Shyamali was the daughter of an eminent Bengali artist, sculptor and educator from Dehradoon, India. Motherless at a very early age, Shyamali grew up with her grandmother in Shantiniketan, 160 km north of Kolkata. Shantiniketan (“home of peace”) was originally an ashram built by Debendranath Tagore, the father of India’s renowned poet Rabindranath Tagore. Today Shantiniketan is popularly known as a university town where anyone, irrespective of caste and creed, can come and spend time meditating on the one Supreme God. Shyamali grew up in nature, which had a profound influence on her.

She was an artist, activist and a mother. In the early 70’s she went to central America with her architect husband and their very young son. In the mid 70’s they came to Vancouver. She was a very social person and introduced herself to me when I was a new arrival in the city. From the first day I knew she was different to anyone else to whom I was introduced in the Bengali community.

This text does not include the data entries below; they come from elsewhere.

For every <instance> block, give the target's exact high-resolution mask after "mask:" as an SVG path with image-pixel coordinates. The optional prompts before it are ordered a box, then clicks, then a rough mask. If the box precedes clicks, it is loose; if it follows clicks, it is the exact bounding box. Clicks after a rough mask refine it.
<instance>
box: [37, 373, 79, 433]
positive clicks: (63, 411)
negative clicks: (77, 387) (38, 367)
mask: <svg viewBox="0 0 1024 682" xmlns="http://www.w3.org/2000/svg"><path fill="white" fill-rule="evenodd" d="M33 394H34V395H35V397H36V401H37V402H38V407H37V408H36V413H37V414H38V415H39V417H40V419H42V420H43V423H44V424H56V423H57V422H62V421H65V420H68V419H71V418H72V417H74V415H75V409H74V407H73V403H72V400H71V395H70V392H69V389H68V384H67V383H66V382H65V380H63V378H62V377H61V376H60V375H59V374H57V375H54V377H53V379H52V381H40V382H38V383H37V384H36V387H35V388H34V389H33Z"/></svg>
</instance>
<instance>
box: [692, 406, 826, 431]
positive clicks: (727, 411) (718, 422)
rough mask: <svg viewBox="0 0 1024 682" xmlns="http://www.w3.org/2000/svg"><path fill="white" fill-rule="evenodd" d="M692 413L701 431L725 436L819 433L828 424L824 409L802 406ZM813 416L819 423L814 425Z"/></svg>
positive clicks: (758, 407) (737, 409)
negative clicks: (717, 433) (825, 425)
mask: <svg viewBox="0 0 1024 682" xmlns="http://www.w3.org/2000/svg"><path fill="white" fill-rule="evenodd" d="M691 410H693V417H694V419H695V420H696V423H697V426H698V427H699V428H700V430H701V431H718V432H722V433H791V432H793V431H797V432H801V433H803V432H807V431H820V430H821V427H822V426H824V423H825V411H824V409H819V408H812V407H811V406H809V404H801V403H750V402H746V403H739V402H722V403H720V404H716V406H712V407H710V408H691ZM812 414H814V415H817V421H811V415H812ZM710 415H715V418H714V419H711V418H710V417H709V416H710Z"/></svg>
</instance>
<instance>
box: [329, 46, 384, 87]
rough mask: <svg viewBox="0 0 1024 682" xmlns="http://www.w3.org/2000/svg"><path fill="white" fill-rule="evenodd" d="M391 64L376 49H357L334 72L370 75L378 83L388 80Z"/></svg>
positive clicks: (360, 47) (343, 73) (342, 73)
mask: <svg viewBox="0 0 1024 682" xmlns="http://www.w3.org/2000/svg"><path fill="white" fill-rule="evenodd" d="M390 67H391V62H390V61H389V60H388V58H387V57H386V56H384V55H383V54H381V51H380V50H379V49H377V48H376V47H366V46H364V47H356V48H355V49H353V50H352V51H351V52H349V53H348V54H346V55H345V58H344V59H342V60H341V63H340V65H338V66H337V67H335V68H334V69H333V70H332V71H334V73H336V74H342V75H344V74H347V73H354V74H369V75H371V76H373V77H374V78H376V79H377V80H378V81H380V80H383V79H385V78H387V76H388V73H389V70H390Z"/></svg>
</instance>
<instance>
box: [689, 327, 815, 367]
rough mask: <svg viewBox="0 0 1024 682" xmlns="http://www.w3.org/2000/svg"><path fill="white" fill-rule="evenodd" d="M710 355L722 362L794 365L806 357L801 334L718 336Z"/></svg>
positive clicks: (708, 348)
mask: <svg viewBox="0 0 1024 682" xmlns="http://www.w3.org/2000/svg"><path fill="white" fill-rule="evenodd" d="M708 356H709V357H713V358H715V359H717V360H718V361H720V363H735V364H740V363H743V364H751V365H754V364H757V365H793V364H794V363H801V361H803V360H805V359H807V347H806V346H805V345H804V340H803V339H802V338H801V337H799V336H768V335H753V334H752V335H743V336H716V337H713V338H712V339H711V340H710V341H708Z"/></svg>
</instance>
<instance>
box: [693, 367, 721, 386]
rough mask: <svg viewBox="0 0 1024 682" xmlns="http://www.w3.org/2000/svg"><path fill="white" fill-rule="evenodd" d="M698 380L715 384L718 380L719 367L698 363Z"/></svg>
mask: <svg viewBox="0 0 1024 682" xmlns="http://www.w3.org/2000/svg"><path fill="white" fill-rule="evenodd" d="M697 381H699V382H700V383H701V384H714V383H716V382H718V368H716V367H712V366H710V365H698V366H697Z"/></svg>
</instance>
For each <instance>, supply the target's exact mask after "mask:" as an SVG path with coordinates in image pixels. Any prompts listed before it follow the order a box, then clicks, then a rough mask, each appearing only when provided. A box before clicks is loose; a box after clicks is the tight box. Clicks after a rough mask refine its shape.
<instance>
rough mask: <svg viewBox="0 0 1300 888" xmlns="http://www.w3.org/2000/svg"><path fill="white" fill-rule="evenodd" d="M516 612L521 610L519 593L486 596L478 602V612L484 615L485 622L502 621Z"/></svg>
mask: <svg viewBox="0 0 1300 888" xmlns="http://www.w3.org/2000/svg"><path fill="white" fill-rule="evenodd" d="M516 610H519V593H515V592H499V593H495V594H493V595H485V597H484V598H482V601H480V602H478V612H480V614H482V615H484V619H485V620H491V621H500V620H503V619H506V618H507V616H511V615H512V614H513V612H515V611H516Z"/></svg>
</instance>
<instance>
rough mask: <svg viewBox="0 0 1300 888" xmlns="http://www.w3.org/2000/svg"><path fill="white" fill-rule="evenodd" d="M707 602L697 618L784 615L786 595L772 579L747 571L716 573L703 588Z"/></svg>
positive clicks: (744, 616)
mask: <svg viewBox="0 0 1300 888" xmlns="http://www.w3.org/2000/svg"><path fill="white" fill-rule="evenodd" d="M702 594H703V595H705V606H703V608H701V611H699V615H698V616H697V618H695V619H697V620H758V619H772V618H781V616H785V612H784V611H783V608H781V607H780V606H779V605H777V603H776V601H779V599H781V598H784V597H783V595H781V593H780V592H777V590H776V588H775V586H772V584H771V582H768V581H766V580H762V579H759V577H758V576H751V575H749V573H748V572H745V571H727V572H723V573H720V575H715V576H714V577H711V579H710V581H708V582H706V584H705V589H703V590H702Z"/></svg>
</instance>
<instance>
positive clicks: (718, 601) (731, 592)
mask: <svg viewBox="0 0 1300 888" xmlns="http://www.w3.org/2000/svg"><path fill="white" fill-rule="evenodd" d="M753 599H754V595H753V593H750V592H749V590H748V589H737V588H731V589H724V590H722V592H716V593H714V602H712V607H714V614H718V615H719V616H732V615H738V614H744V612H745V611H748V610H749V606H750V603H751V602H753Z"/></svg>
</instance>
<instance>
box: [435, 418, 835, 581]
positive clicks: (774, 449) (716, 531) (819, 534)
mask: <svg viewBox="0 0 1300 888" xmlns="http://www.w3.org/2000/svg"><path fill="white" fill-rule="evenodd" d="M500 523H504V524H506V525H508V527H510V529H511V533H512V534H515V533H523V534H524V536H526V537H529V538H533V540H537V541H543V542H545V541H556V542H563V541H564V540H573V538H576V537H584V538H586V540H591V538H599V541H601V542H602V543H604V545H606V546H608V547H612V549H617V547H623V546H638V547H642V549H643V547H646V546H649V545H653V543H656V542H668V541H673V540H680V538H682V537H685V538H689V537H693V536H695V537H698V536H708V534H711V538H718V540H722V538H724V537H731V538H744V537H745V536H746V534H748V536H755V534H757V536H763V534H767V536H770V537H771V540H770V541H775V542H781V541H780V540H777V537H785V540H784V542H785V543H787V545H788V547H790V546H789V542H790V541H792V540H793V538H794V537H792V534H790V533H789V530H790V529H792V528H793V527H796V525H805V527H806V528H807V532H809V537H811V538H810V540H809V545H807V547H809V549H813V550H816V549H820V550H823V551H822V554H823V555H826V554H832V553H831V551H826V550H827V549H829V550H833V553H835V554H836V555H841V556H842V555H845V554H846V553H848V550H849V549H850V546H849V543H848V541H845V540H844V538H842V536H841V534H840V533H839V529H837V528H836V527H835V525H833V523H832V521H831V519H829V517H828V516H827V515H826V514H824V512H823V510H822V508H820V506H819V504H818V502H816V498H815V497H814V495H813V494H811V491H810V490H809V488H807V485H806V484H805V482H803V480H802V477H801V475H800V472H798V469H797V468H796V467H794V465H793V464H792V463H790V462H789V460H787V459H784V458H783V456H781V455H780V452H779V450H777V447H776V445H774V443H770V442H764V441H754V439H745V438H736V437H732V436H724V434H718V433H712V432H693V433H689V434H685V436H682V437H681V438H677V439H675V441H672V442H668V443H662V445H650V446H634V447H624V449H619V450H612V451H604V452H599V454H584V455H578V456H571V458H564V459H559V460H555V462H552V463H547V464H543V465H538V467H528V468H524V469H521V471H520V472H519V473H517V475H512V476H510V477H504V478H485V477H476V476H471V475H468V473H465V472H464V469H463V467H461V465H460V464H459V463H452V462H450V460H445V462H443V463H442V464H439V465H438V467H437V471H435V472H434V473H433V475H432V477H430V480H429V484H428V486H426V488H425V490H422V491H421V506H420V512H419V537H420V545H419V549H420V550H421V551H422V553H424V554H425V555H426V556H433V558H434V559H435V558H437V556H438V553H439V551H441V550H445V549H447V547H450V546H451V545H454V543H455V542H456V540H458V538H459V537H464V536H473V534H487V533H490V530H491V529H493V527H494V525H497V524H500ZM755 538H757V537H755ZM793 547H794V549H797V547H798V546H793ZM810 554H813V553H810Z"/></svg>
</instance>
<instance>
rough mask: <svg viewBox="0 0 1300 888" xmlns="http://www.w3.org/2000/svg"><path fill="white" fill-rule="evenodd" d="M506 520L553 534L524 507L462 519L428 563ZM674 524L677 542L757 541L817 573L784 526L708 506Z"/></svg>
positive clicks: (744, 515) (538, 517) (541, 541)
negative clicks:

Shyamali was a keen observer of what was going on in the world beyond her four walls, and a lot was indeed going on. She participated in public meetings, forums, artists guilds and rallies against nuclear armaments, war and the irradiation of food crops. She joined the artists’ guild and lived in a tent on Jericho Beach for a period. She was jailed in the U.S for protesting nuclear armament proliferation.

Her young son Ananda was always with her, but there was friction. On one side there was the tumultuous period in the USA with its effects on Shyamali, and on the other side there was an affluent life style. It was considered not to be healthy for the child’s soul, so Ananda was sent to an elite residential school in Ooty, situated in the mountainous Nilgiri Hills in southern India. Shyamali was not happy with this arrangement. By attending public lectures, rallies, forums and workshops with speakers the likes of Margaret Mead, Helen Caldicott, James Douglass and David Suzuki, she realized she needed to go back to her home base if she really cared for Shantiniketan and her son. She went back to India and brought her son to Shantiniketan where he finished high school.

As long as she lived, she did whatever she could do to protest against whatever she thought was wrong and she sided with whatever was right for people, for the soil, for the air, and for the water. Once in Shantiniketan she protested against a vintage car rally, arguing that the already polluted air of Shantiniketan should not be subjected to a few rich elitists’ pleasure. The organizers did not pay her any attention. She had much conviction and was a believer in non-violence as a great tool, so on the day of rally she just quietly laid herself down on the dusty road in front of the starting line and stayed there in a matter-of-fact way without any publicity and media attention. The rally could not take place. In all her artistic works, be it in a painting, in her story-telling with her home-made puppets or in her origami, she was one with nature.

She was a very gentle soul, yet uncompromising for the causes she thought were right – a tough but extremely loving role model for any child. According to Indian custom, once the body is done with living, it is incinerated. Shyamali wanted to be alive and remain part of living nature. Today her mortal body is buried under the soil in a village close to her beloved Shantiniketan. She chose that particular village because it did not discriminate against people of different religions, castes, creeds or social positions.

After he completed high school, Ananda came to live in Vancouver with his father. Since arriving here, he has never worked for any corporation, company or organization other than environmentally dedicated ones. Growing up during his formative years in Shantiniketan, with its particular social and physical environments, he realized what his mother had tried to instill in him throughout her life, namely that life is precious, not only for a privileged few, and that a healthy life is a right for every living being.